Но советы Витте по политическим вопросам, хотя и подкреплялись событиями, почти неизменно отвергались. У царя были другие советники, черпавшие свою политическую мудрость из мира духов, и им он покорно внимал. Две княгини, которых я знал по школьным годам, французский шарлатан Филипп и некие теневые фигуры, мелькавшие в поле зрения, большинство из которых сразу же после этого погружались в забвение, были посредниками между Верховным Существом и его наместником на земле. Для мрачных реалий вокруг него у него не было глаз. Он игнорировал даже тайный совет, состоявшийся в Париже за несколько месяцев до того[9], на котором было решено объединить ряд влиятельных русских организаций и заставить их оказать совместное давление на него самого[10], а также извлечь максимум пользы из негодования, вызванного в стране ходом Маньчжурской кампании и жестокостями, совершенными властями при расправе с революционерами. В соответствии с этим тайным планом повсюду проводились профессиональные съезды: съезд врачей, съезд юристов, съезд инженеров, съезд учителей, съезд крестьян, съезд почтовиков и, самое главное, съезд железнодорожников. Эти организации представляли, по моему мнению, те силы, которые в конечном итоге трансформируют политический и экономический уклад царизма. И я публично выразил это убеждение. События подтвердили эту точку зрения. Именно эти лиги и центральная лига лиг вызвали всеобщую забастовку, которая прижала царя к стене. Трепов разглядел силу и будущую роль этих лиг и запретил их.

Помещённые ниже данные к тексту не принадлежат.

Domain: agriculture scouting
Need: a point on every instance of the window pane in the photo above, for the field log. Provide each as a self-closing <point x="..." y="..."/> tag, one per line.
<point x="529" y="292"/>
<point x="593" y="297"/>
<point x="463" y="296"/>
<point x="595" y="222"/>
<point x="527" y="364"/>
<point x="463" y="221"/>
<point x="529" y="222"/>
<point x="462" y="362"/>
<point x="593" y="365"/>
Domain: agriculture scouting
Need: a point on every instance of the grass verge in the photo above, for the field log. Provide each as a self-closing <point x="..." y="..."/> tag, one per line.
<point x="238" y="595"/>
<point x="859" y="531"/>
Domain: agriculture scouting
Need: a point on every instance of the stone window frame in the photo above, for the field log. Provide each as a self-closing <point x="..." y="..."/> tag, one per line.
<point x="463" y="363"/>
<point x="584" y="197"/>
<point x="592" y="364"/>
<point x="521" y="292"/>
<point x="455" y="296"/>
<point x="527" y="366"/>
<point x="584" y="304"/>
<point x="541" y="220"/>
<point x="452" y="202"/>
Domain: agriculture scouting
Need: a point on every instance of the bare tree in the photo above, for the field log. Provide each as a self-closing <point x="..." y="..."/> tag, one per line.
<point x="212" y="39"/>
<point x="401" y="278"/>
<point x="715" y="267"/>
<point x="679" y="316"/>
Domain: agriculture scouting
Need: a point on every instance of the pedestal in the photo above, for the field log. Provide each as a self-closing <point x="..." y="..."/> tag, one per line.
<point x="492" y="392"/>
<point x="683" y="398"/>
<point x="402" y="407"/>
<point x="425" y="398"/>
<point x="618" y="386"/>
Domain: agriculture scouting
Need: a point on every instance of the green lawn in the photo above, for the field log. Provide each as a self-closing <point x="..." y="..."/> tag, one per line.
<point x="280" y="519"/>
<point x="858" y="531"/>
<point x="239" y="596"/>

[1] См. National Review, май 1905 г.

[2] Меня впервые познакомила с ним княгиня (Лизон) Трубецкая, подруга Гамбетты. Он предложил мне высокий российский орден за услуги, которые я якобы оказал православию в лице митрополита. Это было во времена Александра III.

[3] Эта история подробно изложена в моей статье «Конец самодержавия» (National Review, май 1905 г.).

[4] См. National Review, май 1905 г., стр. 440 и след.

[5] В National Review за май 1905 г., стр. 420, я писал: «В этом попустительстве беззаконному насилию кроется опасность, коварство которой осознают немногие. Лично я опасаюсь, что если её продвижение не будет быстро остановлено, это может привести к моральному параличу нации». Эти слова были написаны тринадцать лет назад.

[6] Великий князь добавил: «и английским золотом». В этом он заблуждался.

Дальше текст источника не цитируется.